He told about the founder of Outward Bound movement,
Kurt Hahn, who grew up as a Jew in Germany,
in the early days of Hitler’s rise to power.
Hahn spent some time in prison,
before being forced to flee to Britain.
He was a harsh critic of society that produced adults who were
restless, but without purpose and hope.
He later converted to Christianity,
and became a member of the Church of England,
and developed a philosophy of education that formed souls.
Hahn wrote, and I quote,
“I regard it as the foremost task of education,
to ensure the survival of these qualities:
an enterprising curiosity,
an undefeatable spirit,
tenacity in pursuit,
readiness for sensible self denial,
and above all, compassion.”
As I look at that list,
I see a list of the fruits of Christian hope.
If we believe, truly believe,
that God is working for
the salvation and restoration and redemption of the world,
and that we have been invited to partner with God in this project,
wouldn’t such a belief
naturally produce Christians with these characteristics?
And isn’t such a collection of Christians, living in community,
in the kind of world we inhabit today,
exactly what we need to defeat
the sense of despair and hopelessness that abounds
in the world and in the church?
Don’t we need more radical and hopeful followers of Jesus,
who embody an enterprising curiosity,
an undefeatable spirit,
tenacity in pursuit,
readiness for sensible self denial,
and above all, compassion.”
The kind of world we hear being trumpeted . . . pun intended . . .

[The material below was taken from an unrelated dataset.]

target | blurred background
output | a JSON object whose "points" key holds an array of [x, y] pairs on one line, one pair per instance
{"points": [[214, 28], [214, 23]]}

a world where we live in fear and resentment of the other,
where we take advantage of the weak to secure our strength,
where we dehumanize the other,
(which is happening all over the political spectrum,
by the way, not just by one side)
that kind of world will not survive for long,
when the church is doing its job of being the church,
of being an alternative community,
operating by a Jesus-shaped political identity,
living in present hope of the Kingdom of God,
which, like Jesus said, is near us now.
Is there any defensible reason why we should despair,
when we worship the resurrected Jesus?
I can’t think of one.
I can only think of reasons to go out of this place full of hope,
having been reminded of God’s power to turn death into life.
I can only think of reasons to reach out in compassion
to all souls who are struggling,
and to be messengers of hope
who live with an intrepid trust in God’s future.